REVIEW BY NICKY
Janine has been constantly telling me that I have to read this book, and I wasn't exactly on the dystopian band-wagon, so I was a little hesitant. Thank God I relented, because this is one of the best, most exciting novels I have read in a while!
Beatrice Prior lives in (future?) Chicago, where society has been separated into five factions. Candor values honesty. Abnegation values selflessness. Dauntless values bravery. Amity values peacefulness. Erudite values intelligence. In their 16th year, young citizens go through a test that will tell them which faction best suits them, but ultimately, they choose their faction. Most young people elect to stay with their factions: their family, their friends, and all that is familiar. A few decide to venture into the unknown and switch factions. All "initiates," whether they are from a new faction or not, must go through a training period and a test in order to be finally accepted into the faction of their choosing. Beatrice Prior's decision is a bit more complicated.
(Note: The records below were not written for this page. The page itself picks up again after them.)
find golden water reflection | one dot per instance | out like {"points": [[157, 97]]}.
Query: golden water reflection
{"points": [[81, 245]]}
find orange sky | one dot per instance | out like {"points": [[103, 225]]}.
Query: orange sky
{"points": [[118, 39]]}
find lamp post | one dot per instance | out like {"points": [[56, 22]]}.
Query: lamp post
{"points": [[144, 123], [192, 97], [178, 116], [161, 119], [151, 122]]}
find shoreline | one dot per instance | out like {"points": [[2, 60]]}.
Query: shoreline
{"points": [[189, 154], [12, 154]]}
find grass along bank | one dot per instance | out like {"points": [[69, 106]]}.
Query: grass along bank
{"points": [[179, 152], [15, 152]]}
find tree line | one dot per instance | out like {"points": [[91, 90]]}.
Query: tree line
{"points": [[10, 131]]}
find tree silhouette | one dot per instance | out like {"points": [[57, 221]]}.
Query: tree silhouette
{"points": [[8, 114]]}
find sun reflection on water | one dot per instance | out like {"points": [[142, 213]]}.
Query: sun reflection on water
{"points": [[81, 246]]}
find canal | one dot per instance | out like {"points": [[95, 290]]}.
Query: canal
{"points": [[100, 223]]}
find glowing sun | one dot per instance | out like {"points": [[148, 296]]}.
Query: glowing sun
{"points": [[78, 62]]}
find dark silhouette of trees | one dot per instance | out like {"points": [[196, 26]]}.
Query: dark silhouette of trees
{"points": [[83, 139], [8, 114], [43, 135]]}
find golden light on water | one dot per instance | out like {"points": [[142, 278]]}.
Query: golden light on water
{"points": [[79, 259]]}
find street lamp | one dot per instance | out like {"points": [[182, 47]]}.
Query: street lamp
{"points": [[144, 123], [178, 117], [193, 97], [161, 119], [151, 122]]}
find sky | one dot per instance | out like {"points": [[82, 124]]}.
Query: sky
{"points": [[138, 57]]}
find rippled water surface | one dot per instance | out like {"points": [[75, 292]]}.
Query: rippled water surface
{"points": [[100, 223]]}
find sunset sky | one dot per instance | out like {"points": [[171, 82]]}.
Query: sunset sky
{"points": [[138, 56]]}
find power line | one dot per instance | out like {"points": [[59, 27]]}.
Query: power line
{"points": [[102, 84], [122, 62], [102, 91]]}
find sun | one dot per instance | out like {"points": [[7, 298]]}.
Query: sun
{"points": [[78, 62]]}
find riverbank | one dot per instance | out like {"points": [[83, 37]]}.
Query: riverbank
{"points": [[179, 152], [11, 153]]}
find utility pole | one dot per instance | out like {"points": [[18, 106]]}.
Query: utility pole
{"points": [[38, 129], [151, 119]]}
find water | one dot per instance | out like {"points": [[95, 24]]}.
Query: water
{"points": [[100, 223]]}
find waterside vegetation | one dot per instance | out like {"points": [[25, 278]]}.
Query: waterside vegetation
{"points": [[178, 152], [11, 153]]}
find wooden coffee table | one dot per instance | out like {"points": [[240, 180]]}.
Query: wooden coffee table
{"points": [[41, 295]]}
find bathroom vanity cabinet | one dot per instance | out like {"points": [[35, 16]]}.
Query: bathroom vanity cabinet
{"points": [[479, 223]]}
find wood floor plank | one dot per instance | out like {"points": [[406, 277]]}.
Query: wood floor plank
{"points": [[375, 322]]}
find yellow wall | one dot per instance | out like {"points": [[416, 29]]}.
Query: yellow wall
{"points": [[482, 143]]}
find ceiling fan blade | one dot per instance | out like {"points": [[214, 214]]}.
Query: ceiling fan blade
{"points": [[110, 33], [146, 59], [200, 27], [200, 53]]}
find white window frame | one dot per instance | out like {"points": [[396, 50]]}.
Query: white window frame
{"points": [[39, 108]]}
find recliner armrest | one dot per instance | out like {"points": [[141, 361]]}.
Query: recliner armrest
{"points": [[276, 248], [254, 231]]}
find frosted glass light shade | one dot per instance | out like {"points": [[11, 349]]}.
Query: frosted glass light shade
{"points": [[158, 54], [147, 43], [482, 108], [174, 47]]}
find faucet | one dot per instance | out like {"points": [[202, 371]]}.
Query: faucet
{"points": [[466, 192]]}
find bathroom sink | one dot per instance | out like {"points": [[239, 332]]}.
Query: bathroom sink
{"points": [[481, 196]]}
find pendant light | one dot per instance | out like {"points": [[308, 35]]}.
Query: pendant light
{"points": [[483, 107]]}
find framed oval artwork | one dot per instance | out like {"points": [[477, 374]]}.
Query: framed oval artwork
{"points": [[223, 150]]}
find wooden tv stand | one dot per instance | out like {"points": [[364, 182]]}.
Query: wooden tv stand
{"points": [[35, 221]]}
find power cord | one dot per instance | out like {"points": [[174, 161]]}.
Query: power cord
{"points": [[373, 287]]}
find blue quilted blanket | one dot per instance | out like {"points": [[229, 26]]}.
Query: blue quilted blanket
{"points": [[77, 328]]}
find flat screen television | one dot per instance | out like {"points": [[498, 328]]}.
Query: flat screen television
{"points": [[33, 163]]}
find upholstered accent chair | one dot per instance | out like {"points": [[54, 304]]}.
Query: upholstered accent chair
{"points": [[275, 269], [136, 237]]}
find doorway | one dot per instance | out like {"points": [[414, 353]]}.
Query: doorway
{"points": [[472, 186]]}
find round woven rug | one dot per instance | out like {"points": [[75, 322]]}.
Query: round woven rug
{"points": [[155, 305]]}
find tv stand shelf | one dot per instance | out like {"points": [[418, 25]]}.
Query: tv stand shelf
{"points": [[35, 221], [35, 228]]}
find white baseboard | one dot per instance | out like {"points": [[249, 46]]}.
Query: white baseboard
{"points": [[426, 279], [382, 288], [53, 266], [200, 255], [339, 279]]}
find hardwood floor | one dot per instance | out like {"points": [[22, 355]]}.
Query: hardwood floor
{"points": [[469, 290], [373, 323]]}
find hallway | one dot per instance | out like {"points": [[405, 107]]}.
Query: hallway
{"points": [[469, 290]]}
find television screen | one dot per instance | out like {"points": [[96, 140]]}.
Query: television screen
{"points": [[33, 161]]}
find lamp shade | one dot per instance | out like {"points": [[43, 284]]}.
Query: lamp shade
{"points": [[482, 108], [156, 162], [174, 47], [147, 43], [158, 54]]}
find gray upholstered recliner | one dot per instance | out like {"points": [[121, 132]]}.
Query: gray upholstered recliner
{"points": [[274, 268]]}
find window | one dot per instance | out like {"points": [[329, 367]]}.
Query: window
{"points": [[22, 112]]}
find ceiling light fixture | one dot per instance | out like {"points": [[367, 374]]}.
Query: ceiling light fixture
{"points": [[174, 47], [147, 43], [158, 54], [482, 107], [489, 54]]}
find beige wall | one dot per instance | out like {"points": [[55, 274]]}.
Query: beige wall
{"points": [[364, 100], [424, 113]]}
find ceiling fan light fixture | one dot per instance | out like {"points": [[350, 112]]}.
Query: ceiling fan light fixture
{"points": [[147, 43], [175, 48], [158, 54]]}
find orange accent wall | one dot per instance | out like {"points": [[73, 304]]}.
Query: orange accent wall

Her original test scores were inconclusive, and though she is able to hide it, she is labeled "divergent." She leaves her quiet and simple life, and her Abnegation family, and she chooses the Dauntless faction. Her training for her new faction is brutal, sometime life-threatening, but even more dangerous is her Divergent label. With the help of some new friends, and a love-interest/instructor named Four, Beatrice (now called Tris) is determined to survive. However, if she can survive the initiation, will she be able to survive the unrest between factions?
I may get plenty of hate-mail for writing this, but I liked Divergent a great deal better than the Hunger Games. I liked the idea of the factions (I constantly thought about which one I would have chosen, and it changed several times as I read the book). Also, in Divergent, there was no love triangle (of which I have grown quite weary). I also liked, and related to, the characters much better in this novel. I found Tris to be much stronger (and less whiny) than Katniss. Okay, I'll quit comparing... but in my defense, it's hard not to compare dystopian novels. I found this book very political, but nothing too over-the-top as to discourage or overwhelm young adult readers. During an action-packed climax scene in which an army of faction members have been brain-washed to kill, I recall images and footage of the Nazi army. This book was exciting from the first chapter. It was extremely hard to put down, and I have recommended this already to a ton of people! When Divergent's sequel, Insurgent, is released on May 1st, I will be the bookstore waiting!!